For the study, the researchers used a series of computer models to conduct and simulate a first-time examination into potential future flooding in the Karnali River in Nepal and China. This was accomplished through hydrological and statistical models combined with statistical calculations with the goal of ascertaining regional climate projections between now and 2099.
Image of the Karnali River. (Credit: Gunjan Silwal)
In the end, the simulations projected regional extreme flooding could increase between 73 and 84 percent before 2099, along with the chance of extreme flooding occurring within a year increasing from 1 percent to between 22 and 26 percent between 2020 and 2059. Examples of human and economic tolls for extreme flooding include September 2024 floods that killed 236 people, displaced 8,400, and caused losses equal to 1% of Nepal’s GDP. By 2050, damages are expected to rise to 2.2% of annual GDP.
“The densely populated Central Himalayan foreland is prone to flooding, and our findings show that the intensity of extreme floods is only going to get worse across the coming century as greenhouse gas emissions increase,” said Dr.
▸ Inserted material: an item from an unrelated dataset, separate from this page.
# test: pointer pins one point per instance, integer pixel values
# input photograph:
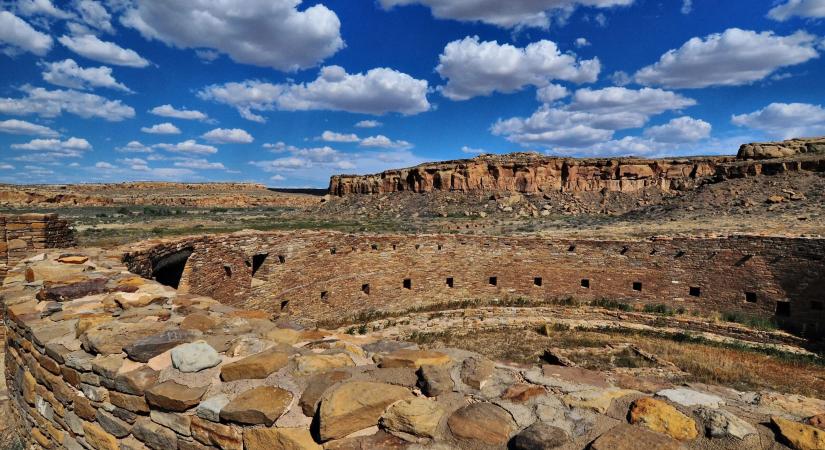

Ivo Pink, who is a postdoctoral research associate at Durham University and lead author of the study. “Floods with a 1% chance of happening within a year could occur once every five to 10 years at the end of the century.”
What new insight into climate change and the Himalayan floodplain will researchers make in the coming years and decades? Only time will tell, and this is why we science!
As always, keep doing science & keep looking up!